Space, the war's final frontier?
Evening Standard|March 22, 2022
US astronaut Mark Vande Hei has become a pawn in a major intergalactic battle where rules of engagement are complex and political. Samuel Fishwick on the race for peace in the cosmos.
Space, the war's final frontier?

FOUR hundred kilometres above our heads, a safe space debate is raging. Putin’s bru-tal invasion of Ukraine has threatened to bring the International Space Station, the zenith of US-Russia cooperation since 1993, crashing back to Earth. “If you block cooperation with us, who will save the ISS from an uncontrolled deorbit and a fall on the United States or Europe?”, ranted Dmitri Rogozin, director of Russia’s space agency Roscosmos, after US sanctions hit Russia’s rocket programme. Days later, Roscosmos, which has supplied the only means of reaching the station since the US’s space shuttle programme ended in 2011, threatened to strand US astronaut Mark Vande Hei on the station, mocking up a video of their Soyuz MS-21 space craft leaving the 55-year-old father-of-two in space. “It’s a terrible threat,” Vande Hei’s 77-year-old mother Mary said. “We are just doing a lot of praying.”

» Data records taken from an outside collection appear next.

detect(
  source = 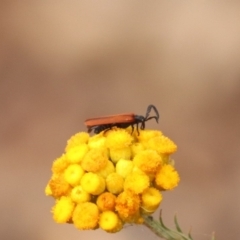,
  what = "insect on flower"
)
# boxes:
[85,105,159,133]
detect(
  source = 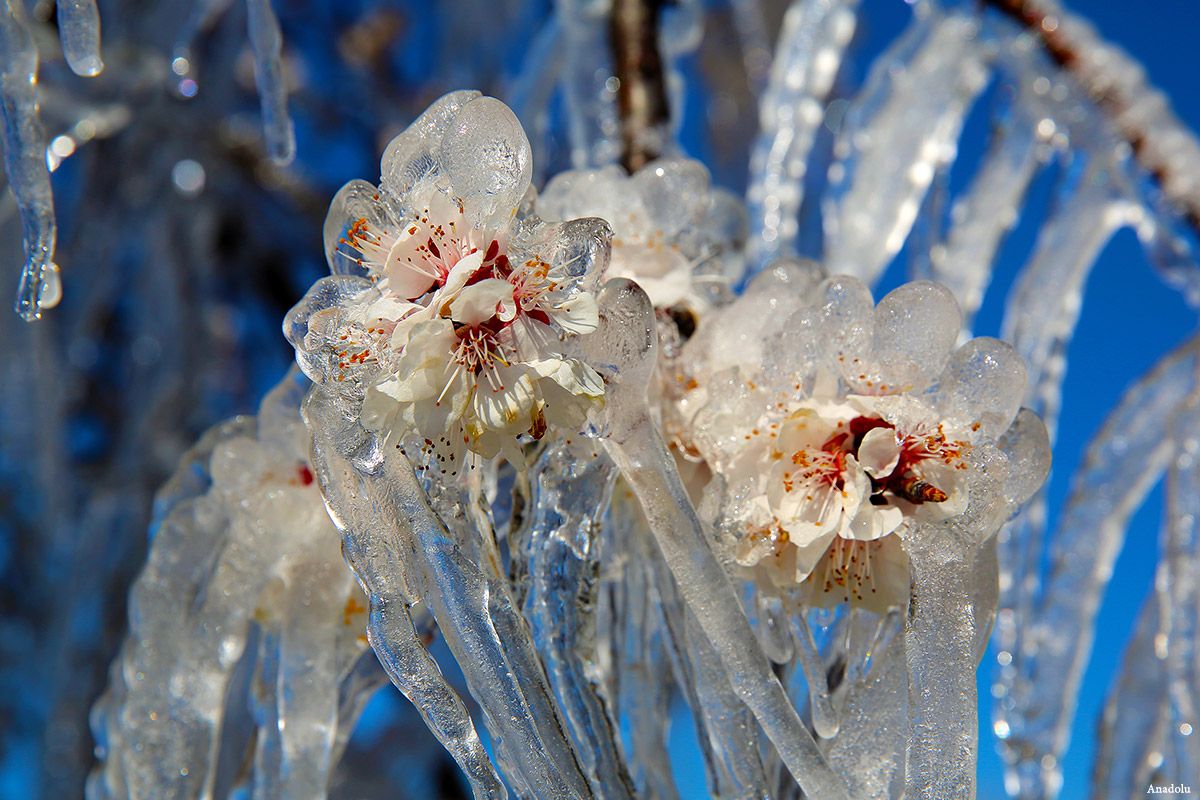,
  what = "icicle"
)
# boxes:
[996,339,1200,796]
[822,610,908,800]
[1003,155,1139,439]
[331,647,388,764]
[554,0,620,169]
[306,390,590,798]
[823,8,988,285]
[681,599,770,798]
[88,419,254,800]
[792,613,838,739]
[620,537,680,800]
[246,0,296,166]
[524,438,644,798]
[268,556,352,798]
[1094,595,1170,800]
[905,527,979,800]
[0,0,62,321]
[586,279,847,800]
[250,624,283,800]
[648,515,769,798]
[930,69,1040,338]
[305,390,508,800]
[1156,398,1200,783]
[746,0,858,272]
[58,0,104,78]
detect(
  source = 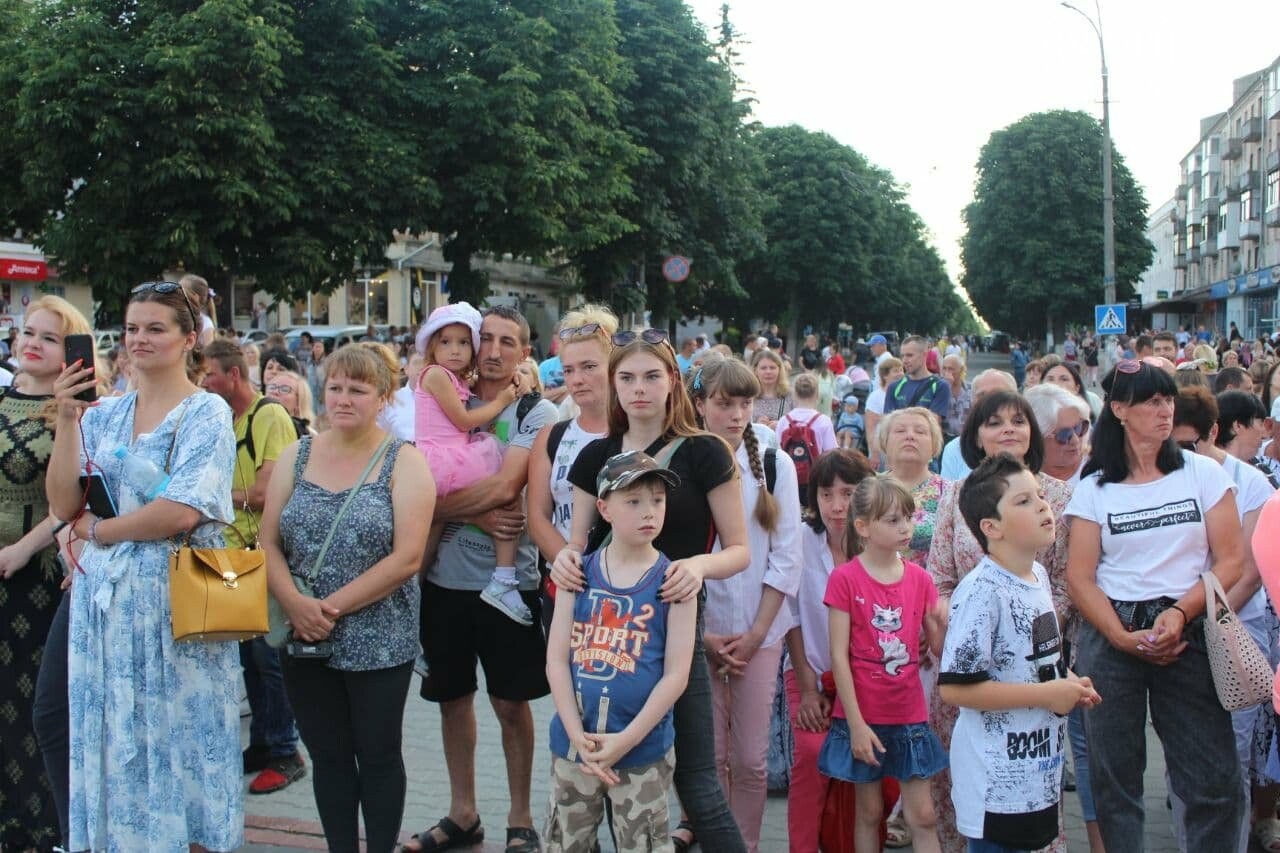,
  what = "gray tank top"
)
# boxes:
[280,437,419,670]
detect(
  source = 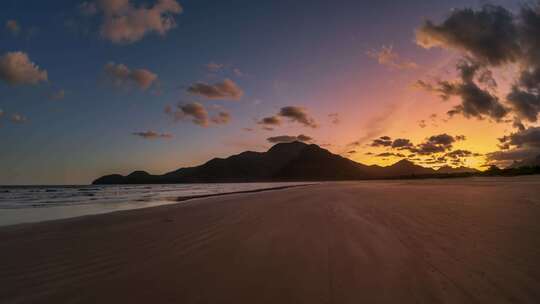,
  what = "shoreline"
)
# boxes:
[0,178,540,304]
[0,183,318,229]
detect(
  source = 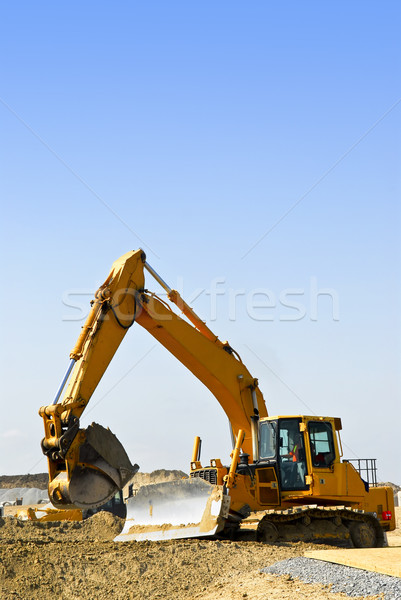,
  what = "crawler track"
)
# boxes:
[257,505,385,548]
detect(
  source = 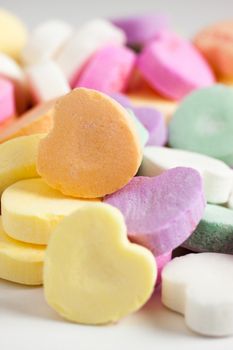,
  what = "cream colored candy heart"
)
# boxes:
[2,179,100,244]
[0,217,45,285]
[0,134,44,196]
[44,203,157,324]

What happens next? Russia can’t “crank a lever” and collapse the station, but Rogozin’s threats aren’t empty. The ISS is always being tugged back to Earth by the pull of the planet’s gravity. Russia’s Soyuz space capsules routinely nudge it upwards by docking and firing their thrusters. Nasa supplies electricity to the entire station. “They have the propulsion system, we have the power,” says Professor Scott Pace, former executive director of the US Space Council and a space policy lecturer at George Washington University.

Nasa administrator Bill Nelson played down Rogozin’s comments, telling The Associated Press: “That’s just Dmitry Rogozin. He spouts off every now and then. But at the end of the day, he’s worked with us.” In fact, a Russian spaceship gave the station its latest gentle boost after Rogozin’s menacing warnings.